Mitra sobe aos céus no carro solar e volta à Terra no julgamento final, para conduzir os bem-aventurados, recompensados por seus méritos, para o reino celestial. Aos de maus princípios, estava reservado o sofrimento eterno.
Mistérios de Mitra. Os magos eram sábios que participavam da doutrina religiosa de Ahura-Mazda. Exerciam grande influência nas dinastias persas. Foram os magos helenizados da Ásia Menor que criaram o culto dos mistérios de Mitra e fizeram do deus venerado e popular o centro de um culto esotérico. As festas do deus eram conhecidas em toda a Ásia Menor. Em Mitrakana ou Mitragân, o rei executava as danças sagradas e se entregava aos excessos de bebida em honra à divindade (Ctésias, 390 a.C.).
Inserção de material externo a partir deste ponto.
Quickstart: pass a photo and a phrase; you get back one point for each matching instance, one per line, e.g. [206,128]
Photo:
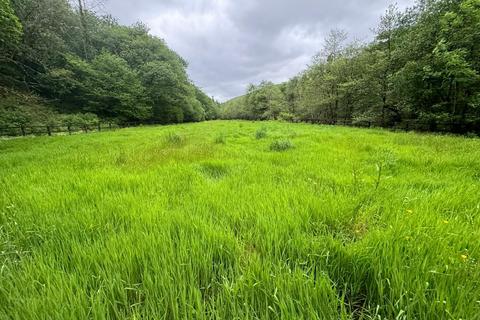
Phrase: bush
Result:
[281,145]
[261,133]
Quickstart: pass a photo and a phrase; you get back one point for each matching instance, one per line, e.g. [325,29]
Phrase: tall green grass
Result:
[168,223]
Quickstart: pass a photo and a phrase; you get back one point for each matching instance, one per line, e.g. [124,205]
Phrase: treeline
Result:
[59,63]
[421,72]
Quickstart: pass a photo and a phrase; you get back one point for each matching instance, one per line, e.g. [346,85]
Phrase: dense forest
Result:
[420,72]
[61,63]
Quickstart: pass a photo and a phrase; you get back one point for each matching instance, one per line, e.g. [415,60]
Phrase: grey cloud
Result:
[229,43]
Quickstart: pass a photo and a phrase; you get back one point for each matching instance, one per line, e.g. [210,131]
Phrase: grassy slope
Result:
[143,222]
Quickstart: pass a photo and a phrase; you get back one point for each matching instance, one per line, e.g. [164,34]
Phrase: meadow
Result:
[240,220]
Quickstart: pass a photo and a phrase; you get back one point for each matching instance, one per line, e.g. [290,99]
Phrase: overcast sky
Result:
[231,43]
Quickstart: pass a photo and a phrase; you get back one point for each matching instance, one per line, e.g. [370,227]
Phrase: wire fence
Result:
[455,127]
[50,130]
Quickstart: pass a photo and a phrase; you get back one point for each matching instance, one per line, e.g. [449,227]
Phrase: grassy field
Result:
[240,220]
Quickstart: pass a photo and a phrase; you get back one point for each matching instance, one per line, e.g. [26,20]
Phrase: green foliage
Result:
[93,64]
[421,72]
[281,145]
[11,28]
[358,224]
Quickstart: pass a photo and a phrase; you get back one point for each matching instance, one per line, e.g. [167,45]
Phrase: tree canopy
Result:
[422,71]
[75,62]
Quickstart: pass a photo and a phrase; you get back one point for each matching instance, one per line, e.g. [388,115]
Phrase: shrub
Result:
[261,133]
[281,145]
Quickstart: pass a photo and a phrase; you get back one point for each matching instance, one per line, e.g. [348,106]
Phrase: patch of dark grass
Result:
[261,133]
[213,170]
[175,139]
[220,139]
As festas eram celebradas no dia Mihr, mês Mihr, 2 de outubro, começo do inverno. Os magos colocaram Mitra no primeiro plano na qualidade de divindade solar. O culto público se transforma em mistério nos dois últimos séculos que precedem nossa era.
Os cultos a Mitra eram celebrados em grutas naturais ou artificiais, espécie de pequenas capelas (Mithreum). Eram totalmente fechados e neles só se admitiam homens.
Nos santuários mitríacos eram celebrados os cultos regulares, cerimônias anuais e as iniciações propriamente ditas. Consagravam-se os sete dias às sete divindades planetárias e o 1º dia, ao Sol. A principal cerimônia era celebrada no solstício de inverno, em 25 de dezembro, data do nascimento de Mitra.
O tema central dessa religião é o Mitra tauróctone. A tradição avéstica tem, no mito do touro imolado, a origem do mundo, do qual surgiram as plantas; sua semente, recolhida e purificada pela lua, deu nascimento às espécies de animais úteis; sua alma, elevada aos deuses, converte-se em gênio protetor dos pastores. O sangue do touro mesclado com a haoma será uma bebida de imortalidade para os eleitos. Assim como Mitra havia sido criador, também devia ser salvador. O corvo leva a Mitra, da parte do Sol, a ordem de matar o touro e ele, com pesar, executa a ordem recebida.
Os animais escorpião, serpente e formiga haviam querido absorver a semente vital, mas não conseguiram. O escorpião, no mito avéstico, nos ensina que o sêmen do touro se converte na bebida da vida, o haoma.
Quando as hostes invasoras, após sucessivos combates contra o Império Persa, introduziram o mitraísmo em Roma, o ato mais solene daquela religião foi praticamente representado nos templos construídos para o culto do deus persa naquela cidade, de onde difundiu-se pelo Ocidente.
Na representação do ato mais solene da religião, Mitra está em uma caverna sobre o touro; com a mão esquerda, levanta o queixo do animal, cuja cabeça se volta para o céu e, com a direita, crava um punhal no pescoço do touro. Mitra volta a cabeça, olhando para trás de si com uma expressão de tristeza. Geralmente um corvo à esquerda se inclina para ele, no ângulo esquerdo, está a figura do Sol; à direita, da Lua, abaixo, um cachorro que se lança sobre o sangue que brota da ferida e também uma serpente; um escorpião toma com seus ferrões os testículos do animal e os aferoa; às vezes, também participa uma formiga; por debaixo do touro, se vê uma cratera com um leão que parece olhá-lo ou beber nela. Em algumas representações, a cauda do touro levantada termina em um feixe de espigas; ou da ferida do touro brotam espigas em lugar de sangue, relembrando rituais persas de fertilidade.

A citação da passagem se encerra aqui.